The Biggest Challenge

Maintaining work-life balance is the most challenging issue for 40% of neurologists, as it is for nearly all physicians surveyed; 48% of neurologists would sacrifice some of their salary for better work-life balance, similar to physicians overall.

Other chief concerns for neurologists are compensation (20%), combining parenthood and work (13%), and career development (9%).

Forty-three percent of neurologists take 3 to 4 weeks of vacation each year; 17% take 5 or more weeks. There has been no change in these percentages from last year's report.

Only 29% of neurologists generally make time to focus on their own well-being, somewhat less than for physicians overall (35%).

About two thirds of neurologists exercise two or more times per week; 15% exercise every day, and 13% don't exercise at all. Forty-five percent of neurologists are currently trying to lose weight; 30% are trying to maintain their current weight.

More than one quarter (28%) of neurologists do not drink alcohol; 16% have five or more drinks per week.

Most neurologists are currently in a committed relationship, with 87% either married or living with a partner. Among neurologists who are married or living with a partner, 42% are with someone who also works in medicine. About 82% of neurologists say their marriages are very good or good, in line with physicians overall (85%).

Most neurologists (57%) spend up to 10 hours per week online for personal reasons; 73% spend this amount of time online each week for work.

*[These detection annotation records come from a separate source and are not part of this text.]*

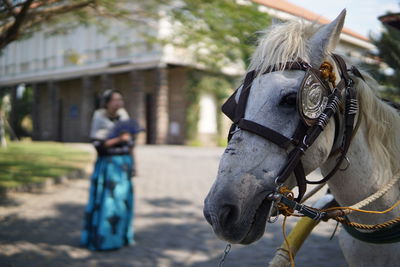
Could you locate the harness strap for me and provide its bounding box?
[342,223,400,244]
[307,54,361,184]
[262,58,311,74]
[233,70,256,124]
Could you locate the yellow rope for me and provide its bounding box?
[282,215,294,267]
[321,200,400,217]
[333,217,400,230]
[278,186,400,232]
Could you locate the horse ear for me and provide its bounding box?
[309,9,346,67]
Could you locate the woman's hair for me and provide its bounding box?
[102,89,122,108]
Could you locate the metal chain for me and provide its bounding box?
[218,244,232,267]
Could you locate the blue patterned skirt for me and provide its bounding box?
[81,155,134,250]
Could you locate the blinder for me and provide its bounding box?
[222,54,362,201]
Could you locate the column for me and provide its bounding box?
[31,84,41,140]
[125,70,146,144]
[152,67,169,144]
[79,76,95,142]
[47,81,62,141]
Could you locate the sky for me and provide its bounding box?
[288,0,400,37]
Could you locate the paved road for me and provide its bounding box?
[0,146,346,267]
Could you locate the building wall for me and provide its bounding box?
[168,67,188,144]
[28,67,187,144]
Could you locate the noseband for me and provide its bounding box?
[222,54,363,202]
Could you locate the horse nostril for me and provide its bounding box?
[203,209,212,225]
[218,204,239,227]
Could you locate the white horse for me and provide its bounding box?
[204,10,400,266]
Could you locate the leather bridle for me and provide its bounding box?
[222,54,363,202]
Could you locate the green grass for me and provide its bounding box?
[0,141,92,190]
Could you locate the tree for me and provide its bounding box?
[373,24,400,97]
[0,0,161,51]
[166,0,270,70]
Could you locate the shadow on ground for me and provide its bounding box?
[0,198,344,267]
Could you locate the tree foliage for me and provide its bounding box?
[167,0,270,69]
[374,22,400,96]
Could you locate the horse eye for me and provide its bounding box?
[279,93,297,108]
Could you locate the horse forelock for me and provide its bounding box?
[249,21,319,73]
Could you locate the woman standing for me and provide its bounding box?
[81,90,134,250]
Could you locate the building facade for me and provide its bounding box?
[0,0,373,144]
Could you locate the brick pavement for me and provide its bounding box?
[0,145,346,267]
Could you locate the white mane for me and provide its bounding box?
[249,21,319,73]
[249,21,400,180]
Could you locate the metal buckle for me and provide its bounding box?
[338,155,350,172]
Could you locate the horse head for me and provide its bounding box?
[204,10,345,244]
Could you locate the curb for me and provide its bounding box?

It's likely that time spent online for work will increase, given the pandemic-fueled surge in telemedicine. Yet even when their personal and professional internet use are combined, neurologists, on average, spend far less time online than the nearly 7 hours per day of the average internet user, according to recent data.

Findings from Medscape's latest happiness, wellness, and lifestyle survey are based on 12,339 Medscape member physicians practicing in the United States who completed an online survey conducted between August 30 and November 5, 2020.